Is the cervical cancer mortality rate underestimated?
A new study in Cancer indicates that the estimated rate of death from cervical cancer may be higher than previously thought.
Researchers used National Center for Health Statistics county mortality data, stratifying estimates of deaths from cervical cancer by age, state, year, and race. Data stratified the same way, on the prevalence of hysterectomy in women aged 20 years or older, were used to remove women who were not at risk from the denominator. They computed age-specific and age-standardized mortality rates and Joinpoint regression was used to analyze the trends in mortality rates.

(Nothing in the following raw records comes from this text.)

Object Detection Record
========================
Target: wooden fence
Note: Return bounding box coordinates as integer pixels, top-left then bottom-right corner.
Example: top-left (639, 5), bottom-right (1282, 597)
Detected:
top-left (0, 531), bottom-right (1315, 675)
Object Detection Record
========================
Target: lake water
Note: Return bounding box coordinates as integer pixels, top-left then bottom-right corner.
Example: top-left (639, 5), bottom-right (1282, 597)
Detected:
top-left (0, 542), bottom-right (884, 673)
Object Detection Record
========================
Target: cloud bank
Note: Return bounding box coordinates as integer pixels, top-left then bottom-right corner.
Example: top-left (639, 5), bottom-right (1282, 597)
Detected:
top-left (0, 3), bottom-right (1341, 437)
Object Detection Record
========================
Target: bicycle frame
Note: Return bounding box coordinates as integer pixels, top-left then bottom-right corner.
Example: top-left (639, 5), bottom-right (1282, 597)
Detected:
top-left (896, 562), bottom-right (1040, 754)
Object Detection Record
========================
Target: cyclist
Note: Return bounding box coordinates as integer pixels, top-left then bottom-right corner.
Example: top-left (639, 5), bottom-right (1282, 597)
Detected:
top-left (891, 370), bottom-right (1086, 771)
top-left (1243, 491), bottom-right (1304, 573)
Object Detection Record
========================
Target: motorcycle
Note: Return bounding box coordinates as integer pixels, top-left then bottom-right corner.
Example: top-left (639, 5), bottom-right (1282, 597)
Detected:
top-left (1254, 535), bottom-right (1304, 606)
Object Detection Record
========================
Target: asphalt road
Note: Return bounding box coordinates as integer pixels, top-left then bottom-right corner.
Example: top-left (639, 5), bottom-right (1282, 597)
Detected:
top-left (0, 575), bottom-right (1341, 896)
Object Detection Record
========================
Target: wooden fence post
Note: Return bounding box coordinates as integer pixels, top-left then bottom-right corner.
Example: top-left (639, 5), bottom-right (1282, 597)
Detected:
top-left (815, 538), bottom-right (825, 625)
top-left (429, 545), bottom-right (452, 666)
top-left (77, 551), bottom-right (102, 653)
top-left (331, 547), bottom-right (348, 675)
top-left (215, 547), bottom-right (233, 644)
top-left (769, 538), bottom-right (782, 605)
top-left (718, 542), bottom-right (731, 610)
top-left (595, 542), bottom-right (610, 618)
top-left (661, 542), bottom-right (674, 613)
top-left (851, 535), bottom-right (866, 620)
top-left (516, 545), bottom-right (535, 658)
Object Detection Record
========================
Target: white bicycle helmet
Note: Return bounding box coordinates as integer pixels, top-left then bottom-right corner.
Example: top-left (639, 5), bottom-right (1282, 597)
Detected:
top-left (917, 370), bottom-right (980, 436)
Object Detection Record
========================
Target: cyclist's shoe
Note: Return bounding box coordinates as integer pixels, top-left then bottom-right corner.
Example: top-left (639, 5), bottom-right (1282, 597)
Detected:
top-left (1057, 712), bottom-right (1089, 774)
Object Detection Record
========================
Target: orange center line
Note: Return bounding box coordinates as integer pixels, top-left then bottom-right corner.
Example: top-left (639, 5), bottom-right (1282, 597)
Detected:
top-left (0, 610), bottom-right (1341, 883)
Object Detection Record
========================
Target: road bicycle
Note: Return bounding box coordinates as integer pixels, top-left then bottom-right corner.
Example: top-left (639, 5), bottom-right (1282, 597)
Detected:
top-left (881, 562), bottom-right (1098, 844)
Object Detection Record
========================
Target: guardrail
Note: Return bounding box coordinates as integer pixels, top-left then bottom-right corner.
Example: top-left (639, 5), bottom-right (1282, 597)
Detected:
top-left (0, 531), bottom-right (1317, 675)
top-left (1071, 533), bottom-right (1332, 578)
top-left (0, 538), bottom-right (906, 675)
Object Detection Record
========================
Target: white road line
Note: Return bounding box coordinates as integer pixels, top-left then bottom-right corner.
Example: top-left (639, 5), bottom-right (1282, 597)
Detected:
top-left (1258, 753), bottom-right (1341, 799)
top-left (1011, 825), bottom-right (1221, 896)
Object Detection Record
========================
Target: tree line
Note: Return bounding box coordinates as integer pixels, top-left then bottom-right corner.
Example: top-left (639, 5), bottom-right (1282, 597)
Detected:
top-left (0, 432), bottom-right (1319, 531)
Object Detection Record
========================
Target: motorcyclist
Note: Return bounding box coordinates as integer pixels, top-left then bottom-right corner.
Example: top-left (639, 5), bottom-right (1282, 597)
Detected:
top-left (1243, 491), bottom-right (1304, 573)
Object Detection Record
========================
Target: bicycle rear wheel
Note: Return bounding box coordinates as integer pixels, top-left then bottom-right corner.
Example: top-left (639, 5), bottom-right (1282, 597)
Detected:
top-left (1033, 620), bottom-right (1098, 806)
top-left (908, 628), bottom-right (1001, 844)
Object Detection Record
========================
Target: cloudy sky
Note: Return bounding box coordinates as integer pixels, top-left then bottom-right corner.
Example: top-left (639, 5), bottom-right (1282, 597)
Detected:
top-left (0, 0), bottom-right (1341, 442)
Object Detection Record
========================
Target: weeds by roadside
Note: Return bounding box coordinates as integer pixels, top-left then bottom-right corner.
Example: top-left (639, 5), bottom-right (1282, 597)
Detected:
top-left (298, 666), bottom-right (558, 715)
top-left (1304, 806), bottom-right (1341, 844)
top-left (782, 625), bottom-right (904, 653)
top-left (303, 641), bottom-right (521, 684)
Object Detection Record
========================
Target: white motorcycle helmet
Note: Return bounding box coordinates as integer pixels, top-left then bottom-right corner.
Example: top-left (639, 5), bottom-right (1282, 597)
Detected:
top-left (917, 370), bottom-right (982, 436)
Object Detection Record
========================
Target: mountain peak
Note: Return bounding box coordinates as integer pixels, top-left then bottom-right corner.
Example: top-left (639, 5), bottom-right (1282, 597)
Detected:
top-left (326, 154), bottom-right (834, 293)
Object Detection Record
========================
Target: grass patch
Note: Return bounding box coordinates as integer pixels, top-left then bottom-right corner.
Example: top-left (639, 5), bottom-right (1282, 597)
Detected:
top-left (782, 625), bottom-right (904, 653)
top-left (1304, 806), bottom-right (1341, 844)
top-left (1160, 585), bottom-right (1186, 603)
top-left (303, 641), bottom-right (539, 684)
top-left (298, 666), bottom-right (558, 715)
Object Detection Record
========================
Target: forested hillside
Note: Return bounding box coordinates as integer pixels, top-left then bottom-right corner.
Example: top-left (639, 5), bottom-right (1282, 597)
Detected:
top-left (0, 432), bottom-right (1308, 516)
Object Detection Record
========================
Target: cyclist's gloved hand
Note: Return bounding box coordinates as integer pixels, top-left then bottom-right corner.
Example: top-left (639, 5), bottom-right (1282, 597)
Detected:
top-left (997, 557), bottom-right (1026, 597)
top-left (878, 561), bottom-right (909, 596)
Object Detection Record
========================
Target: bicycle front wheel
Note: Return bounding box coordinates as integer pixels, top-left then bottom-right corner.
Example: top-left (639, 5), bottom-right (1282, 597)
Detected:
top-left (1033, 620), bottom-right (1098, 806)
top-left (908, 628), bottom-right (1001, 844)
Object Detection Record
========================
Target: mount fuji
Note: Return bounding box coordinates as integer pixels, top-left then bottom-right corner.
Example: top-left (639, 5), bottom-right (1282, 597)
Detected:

Following correction, age-standardized rates of cervical cancer were higher for both white and black women. The uncorrected rate for black women was 5.7 per 100,000 (95% confidence interval [CI], 5.5 – 6.0), while the corrected rate was 10.1 per 100,000 (95% CI, 9.6 – 10.6). Among white women, the uncorrected rate was 3.2 per 100,000 (95% CI, 3.1 – 3.2) and an uncorrected rate of 4.7 per 100,000 (95% CI, 4.6 – 4.8). The difference between the races was underestimated by 44% without the correction. The highest corrected rate of 37.2 per 100,000 was found among black women aged 85 years or older. Following the correction, a trend analysis showed that white women’s rate of death had decreased by 0.8% per year while black women had an annual decrease of 3.6% (P < .05).
The investigators concluded that cervical cancer mortality has been underestimated overall and particularly in black women. They urged public health efforts to focus on encouraging appropriate screening and adequate treatment in older black women.